De quando em vez, Cata juntava uns trocados que recebia de seus irmãos e pedia para ele acompanhá-la ao cinema. Mãos dadas, lá iam os dois para assistirem a mais nova comédia de Jerry Lewis. Riam até o estômago doer, vivendo um instante mágico em que a diferença das idades deixava de existir.

Com a janela das suas lembranças escancarada Abel começa a viajar por todas as pequenas histórias que compunham o painel da sua vida. A presença da Cata era uma constante. Da adolescência de Abel até o nascimento da sua primeira filha, ela sempre estivera presente, de forma velada, como a presenciar a distância o crescimento da terceira geração aos seus cuidados.

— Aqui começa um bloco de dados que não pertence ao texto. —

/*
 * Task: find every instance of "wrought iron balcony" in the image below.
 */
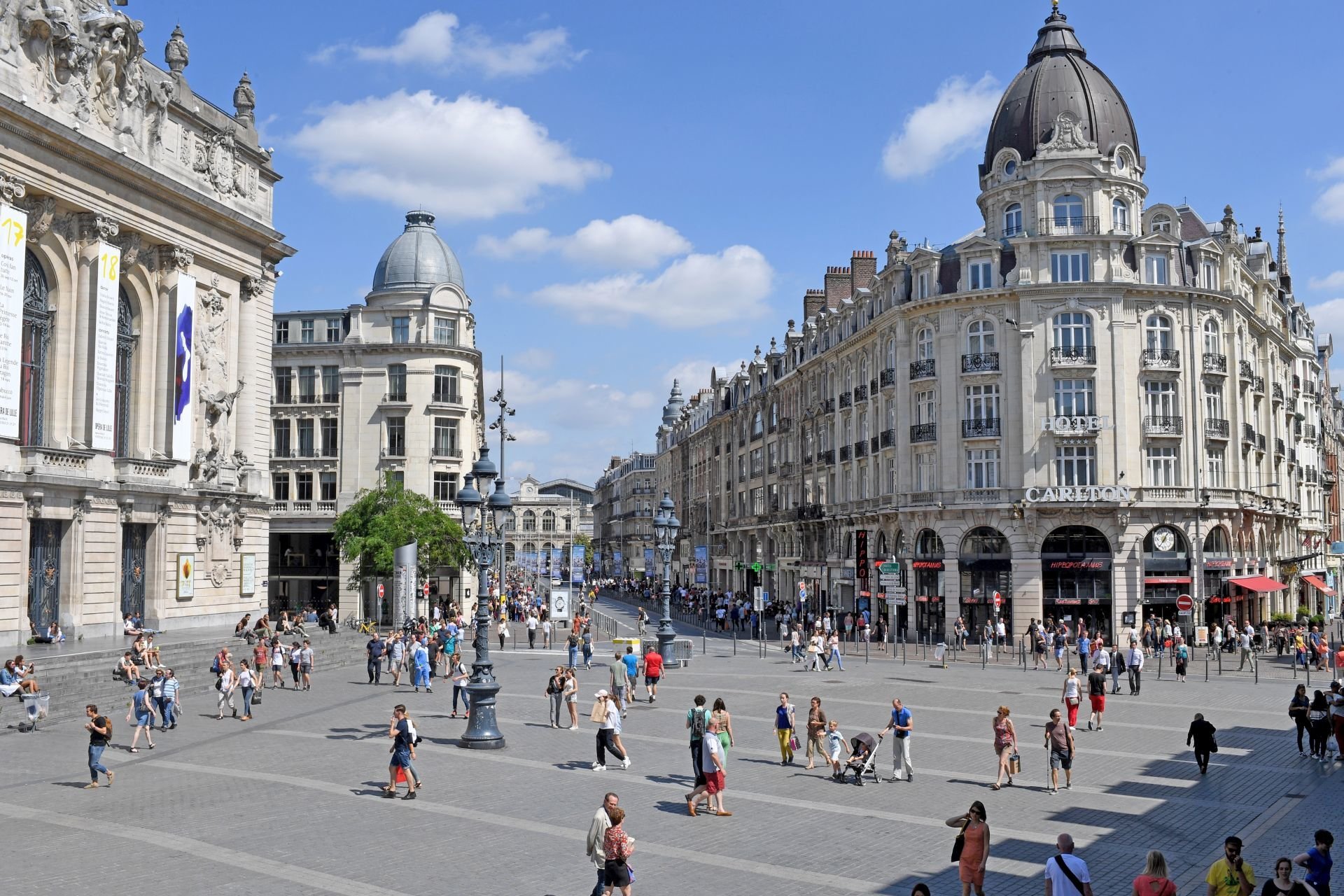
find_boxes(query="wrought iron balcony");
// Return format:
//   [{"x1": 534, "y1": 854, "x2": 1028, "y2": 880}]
[
  {"x1": 1144, "y1": 416, "x2": 1185, "y2": 435},
  {"x1": 961, "y1": 352, "x2": 999, "y2": 373},
  {"x1": 961, "y1": 416, "x2": 1002, "y2": 440},
  {"x1": 910, "y1": 357, "x2": 935, "y2": 380},
  {"x1": 1050, "y1": 345, "x2": 1097, "y2": 367},
  {"x1": 1138, "y1": 348, "x2": 1180, "y2": 371}
]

Pouco tempo depois da morte da mulher, a quem a vida toda chamou de mãe, Cata também fez a sua passagem. Um pedaço do passado de Abel pareceu ficar solto, como um barco a deriva.

Mas o que parecia ser uma perda irreparável acabou tornando-se a grande proteção da sua vida.

Sim, do outro lado da vida, Cata continuava seu trabalho de protegê-lo em cada instante de dificuldade, em cada momento de angústia. Abel podia senti-la ao seu lado, dando o conforto e a força necessária a cada superação imposta pelo seu destino.

Um arrepio percorre o corpo de Abel e uma súbita vontade de chorar o acompanha. Era o sinal. Mesmo sem conseguir vê-la ele sabia que ela estava ali, bem ao seu lado.

-É, minha preta...O que seria de mim sem a sua força, sem o seu auxílio. Viu só o Pedrinho? Ele encontrou a sua piazinha de água benta e saiu todo contente em busca da avó. Esse menino é muito amoroso, com o coração do tamanho do mundo. Tenho certeza que com a sua proteção vai se tornar um grande homem.

- Ora, veja. Lá estou eu de novo a fazer os meus pedidos, sempre precisando do seu amparo. Você acha que é muito egoísmo da minha parte?

A lembrança daquele sorriso enorme, lua cheia em noite escura de verão, traz a resposta que dispensava palavras, a certeza de um sentimento eterno de proteção e amor.

Abel, com uma lágrima teimosa de canto de olho, envia feliz um beijo para o infinito.